According to the S&P Global Ratings report, considering the COVID crisis, India is expected to face a sharp increase by 1.9% in the NPA ratio while the credit cost is projected to shoot up by 130 basis points. Even a report by Crisil denotes that due to the expected decrease in loan recoveries, the NPA is expected to be 1111.5% by March 2021 as compared to 9.6% in March 2020. So, what could be a radical solution to overcome this issue? One of the solutions which have been in talks to solve this crisis is – Bad Bank! Bad Bank is an institution that buys the bad loans and other illiquid holdings of financial institutions. They are generally set up during the time of crisis. We will take an example to understand the working of a bad bank.
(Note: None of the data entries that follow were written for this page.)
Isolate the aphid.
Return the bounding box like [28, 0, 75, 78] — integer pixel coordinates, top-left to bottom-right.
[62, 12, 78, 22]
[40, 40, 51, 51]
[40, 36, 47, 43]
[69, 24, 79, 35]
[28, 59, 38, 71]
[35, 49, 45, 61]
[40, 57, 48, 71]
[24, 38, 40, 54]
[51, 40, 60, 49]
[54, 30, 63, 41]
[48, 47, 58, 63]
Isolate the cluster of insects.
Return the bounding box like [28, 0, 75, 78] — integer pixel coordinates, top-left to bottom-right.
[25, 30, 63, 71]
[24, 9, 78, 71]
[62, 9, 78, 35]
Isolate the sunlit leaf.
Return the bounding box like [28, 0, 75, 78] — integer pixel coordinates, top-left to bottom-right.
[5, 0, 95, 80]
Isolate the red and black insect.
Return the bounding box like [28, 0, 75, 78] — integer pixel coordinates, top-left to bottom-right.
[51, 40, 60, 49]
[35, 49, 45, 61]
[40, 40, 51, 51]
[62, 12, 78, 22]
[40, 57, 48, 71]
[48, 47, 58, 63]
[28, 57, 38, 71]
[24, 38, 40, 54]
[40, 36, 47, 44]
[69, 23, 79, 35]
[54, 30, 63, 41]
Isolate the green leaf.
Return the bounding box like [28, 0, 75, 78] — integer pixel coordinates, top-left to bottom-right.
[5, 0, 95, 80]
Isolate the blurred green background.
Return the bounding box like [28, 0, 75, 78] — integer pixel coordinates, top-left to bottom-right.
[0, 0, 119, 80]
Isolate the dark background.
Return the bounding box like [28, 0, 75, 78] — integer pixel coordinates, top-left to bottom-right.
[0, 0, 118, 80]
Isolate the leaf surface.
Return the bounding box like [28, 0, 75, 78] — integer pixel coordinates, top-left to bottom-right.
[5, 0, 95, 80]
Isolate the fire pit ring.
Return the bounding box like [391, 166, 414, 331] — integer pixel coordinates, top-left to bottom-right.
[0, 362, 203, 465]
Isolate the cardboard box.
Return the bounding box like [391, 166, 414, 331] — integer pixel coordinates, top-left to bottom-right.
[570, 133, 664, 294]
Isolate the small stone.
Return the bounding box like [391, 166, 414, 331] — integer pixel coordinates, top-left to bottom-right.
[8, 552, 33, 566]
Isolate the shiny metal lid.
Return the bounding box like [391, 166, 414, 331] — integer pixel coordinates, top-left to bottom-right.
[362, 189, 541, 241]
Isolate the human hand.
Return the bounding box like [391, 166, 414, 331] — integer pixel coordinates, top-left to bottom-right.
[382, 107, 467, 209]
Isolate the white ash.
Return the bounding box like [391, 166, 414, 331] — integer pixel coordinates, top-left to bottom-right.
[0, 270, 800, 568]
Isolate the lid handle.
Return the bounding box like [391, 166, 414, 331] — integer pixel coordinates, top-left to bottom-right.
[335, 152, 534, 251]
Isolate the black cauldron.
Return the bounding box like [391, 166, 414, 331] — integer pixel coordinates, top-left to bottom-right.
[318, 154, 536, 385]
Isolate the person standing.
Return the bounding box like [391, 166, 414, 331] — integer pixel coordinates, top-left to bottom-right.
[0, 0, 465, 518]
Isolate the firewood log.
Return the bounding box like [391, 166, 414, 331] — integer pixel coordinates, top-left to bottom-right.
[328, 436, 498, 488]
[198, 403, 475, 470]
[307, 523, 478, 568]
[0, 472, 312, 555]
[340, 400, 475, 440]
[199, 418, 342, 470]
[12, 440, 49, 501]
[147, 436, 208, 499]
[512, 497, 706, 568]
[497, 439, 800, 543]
Let’s say Bank A has provided a loan to XYZ institution and due to multiple reasons, the XYZ company defaults on the repayment of the loan. Now the problem for the bank begins. With time, these loans keep on accumulating and their interest payments also keep on increasing. This could look awful on the bank's balance sheet. This is because investors observe NPAs as a signal for financial weakness. It is an indicator of the bank’s inability to lend, borrow, and conduct business. This is where bad bank can play its role. Bank A would sell off its bad loans to the bad bank, at a discounted rate. These bad bank would be specialized institutes in recovering loans using the collateral and other means. This would deleverage the bank’s balance sheet and they could focus more on their operational business functions. Indian Banking Association (IBA) in their draft, has pitched a proposal to set up a ‘Bad Bank’ with an initial investment of $2 Billion to initially buy Non-Performing Loan worth 1 trillion rupees. The name would likely be National Asset Reconstruction Company Ltd (NARCL), which would be set up for an initial period of 10 years and the NPA should be at least 5 billion rupees to qualify to be bought by the NARCL. The ‘bad bank’ would pay upfront 15% of the market value of assets in cash and the remaining would be paid in the form of security receipt.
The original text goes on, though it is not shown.